We create a data set of per user all the root locations that the user clicked on. For the ins and outs on feature engineering see our feature engineering example.

In [None]:
df['root'] = df.location_stack.ls.get_from_context_with_type_series(type='RootLocationContext', key='id').fillna('empty')

In [None]:
features = df[(df.event_type=='PressEvent')].groupby('user_id').root.value_counts()

In [None]:
features.head()

In [None]:
features_unstacked = features.unstack(fill_value=0).drop(columns=['empty'])
# sample or not
kmeans_frame = features_unstacked
kmeans_frame = features_unstacked.get_sample(table_name='kmeans_test',sample_percentage=50,overwrite=True,seed=2224)

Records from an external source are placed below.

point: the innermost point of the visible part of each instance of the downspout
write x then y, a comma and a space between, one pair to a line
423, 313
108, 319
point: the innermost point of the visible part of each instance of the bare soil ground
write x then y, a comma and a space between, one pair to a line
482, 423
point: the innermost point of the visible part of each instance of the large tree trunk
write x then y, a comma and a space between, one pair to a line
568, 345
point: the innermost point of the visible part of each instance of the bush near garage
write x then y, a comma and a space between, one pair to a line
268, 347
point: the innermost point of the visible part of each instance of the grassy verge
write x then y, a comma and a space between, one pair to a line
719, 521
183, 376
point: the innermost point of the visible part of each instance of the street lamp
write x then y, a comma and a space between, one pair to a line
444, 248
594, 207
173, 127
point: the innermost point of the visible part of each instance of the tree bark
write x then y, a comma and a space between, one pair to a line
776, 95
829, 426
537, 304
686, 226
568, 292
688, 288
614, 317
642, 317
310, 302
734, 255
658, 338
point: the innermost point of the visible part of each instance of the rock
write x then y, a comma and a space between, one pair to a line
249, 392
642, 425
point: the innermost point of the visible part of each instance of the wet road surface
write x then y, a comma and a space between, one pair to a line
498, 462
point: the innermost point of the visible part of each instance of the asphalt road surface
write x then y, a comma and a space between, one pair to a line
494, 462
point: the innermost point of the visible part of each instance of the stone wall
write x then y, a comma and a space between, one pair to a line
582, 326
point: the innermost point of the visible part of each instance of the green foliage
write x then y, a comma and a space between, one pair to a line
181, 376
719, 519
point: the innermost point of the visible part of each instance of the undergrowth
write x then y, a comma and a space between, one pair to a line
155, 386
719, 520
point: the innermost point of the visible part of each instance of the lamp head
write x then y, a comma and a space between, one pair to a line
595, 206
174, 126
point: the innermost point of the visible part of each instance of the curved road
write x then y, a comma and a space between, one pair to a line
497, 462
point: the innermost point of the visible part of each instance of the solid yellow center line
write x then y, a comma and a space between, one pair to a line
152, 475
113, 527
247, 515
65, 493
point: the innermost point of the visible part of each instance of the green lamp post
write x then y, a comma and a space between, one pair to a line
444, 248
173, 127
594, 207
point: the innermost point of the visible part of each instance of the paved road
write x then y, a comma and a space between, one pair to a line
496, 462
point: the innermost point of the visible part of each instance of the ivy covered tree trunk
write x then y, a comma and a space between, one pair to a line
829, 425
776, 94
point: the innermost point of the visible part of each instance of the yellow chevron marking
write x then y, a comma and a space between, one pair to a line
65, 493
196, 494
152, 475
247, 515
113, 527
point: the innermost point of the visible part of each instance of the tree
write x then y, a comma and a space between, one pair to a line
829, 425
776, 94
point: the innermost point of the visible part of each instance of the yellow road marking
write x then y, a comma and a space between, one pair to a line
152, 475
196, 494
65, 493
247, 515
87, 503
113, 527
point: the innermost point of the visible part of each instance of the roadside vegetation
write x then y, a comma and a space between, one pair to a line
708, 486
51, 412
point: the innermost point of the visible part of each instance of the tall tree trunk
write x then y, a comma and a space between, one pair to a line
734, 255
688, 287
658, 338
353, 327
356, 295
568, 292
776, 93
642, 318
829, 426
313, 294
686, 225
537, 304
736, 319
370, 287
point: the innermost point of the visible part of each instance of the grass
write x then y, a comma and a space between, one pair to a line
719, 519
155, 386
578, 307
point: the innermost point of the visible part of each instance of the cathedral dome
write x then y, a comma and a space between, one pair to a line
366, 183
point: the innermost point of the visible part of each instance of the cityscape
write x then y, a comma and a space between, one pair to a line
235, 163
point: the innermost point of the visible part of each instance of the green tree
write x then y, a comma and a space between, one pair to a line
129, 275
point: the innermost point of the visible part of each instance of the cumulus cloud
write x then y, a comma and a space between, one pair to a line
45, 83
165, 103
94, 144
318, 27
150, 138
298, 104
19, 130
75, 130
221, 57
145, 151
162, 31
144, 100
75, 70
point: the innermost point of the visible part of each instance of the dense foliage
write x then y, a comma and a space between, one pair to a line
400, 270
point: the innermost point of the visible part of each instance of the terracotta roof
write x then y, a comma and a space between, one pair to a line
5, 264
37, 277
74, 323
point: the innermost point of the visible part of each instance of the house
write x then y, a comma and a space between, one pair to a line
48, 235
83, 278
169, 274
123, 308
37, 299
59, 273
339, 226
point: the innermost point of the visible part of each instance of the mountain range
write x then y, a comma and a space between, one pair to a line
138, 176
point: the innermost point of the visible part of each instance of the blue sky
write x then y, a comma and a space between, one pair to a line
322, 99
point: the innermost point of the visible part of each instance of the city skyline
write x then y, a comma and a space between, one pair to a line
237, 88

Now we have a basic feature set that is small enough to fit in memory. This can be used with sklearn, as we
demonstrate in this example.

In [None]:
# export to pandas now
pdf = kmeans_frame.to_pandas()

In [None]:
pdf

In [None]:
# do basic kmeans
est = cluster.KMeans(n_clusters=3)
est.fit(pdf)
pdf['cluster'] = est.labels_

Now you can use the created clusters on your entire data set again if you add it back to your DataFrame.
This is simple, as Bach and pandas are cooperating nicely. Your original Objectiv data now has a 'cluster'
column.

In [None]:
kmeans_frame['cluster'] = pdf['cluster']

You can use this column, just as any other. For example you can now use your created clusters to group models
from the model hub by:

In [None]:
kmeans_frame.sort_values(['cluster','docs']).head(100)

In [None]:
df_with_cluster = df.merge(kmeans_frame[['cluster']], on='user_id')

In [None]:
df_with_cluster.head()

In [None]:
modelhub.aggregate.session_duration(df_with_cluster, groupby='cluster').head()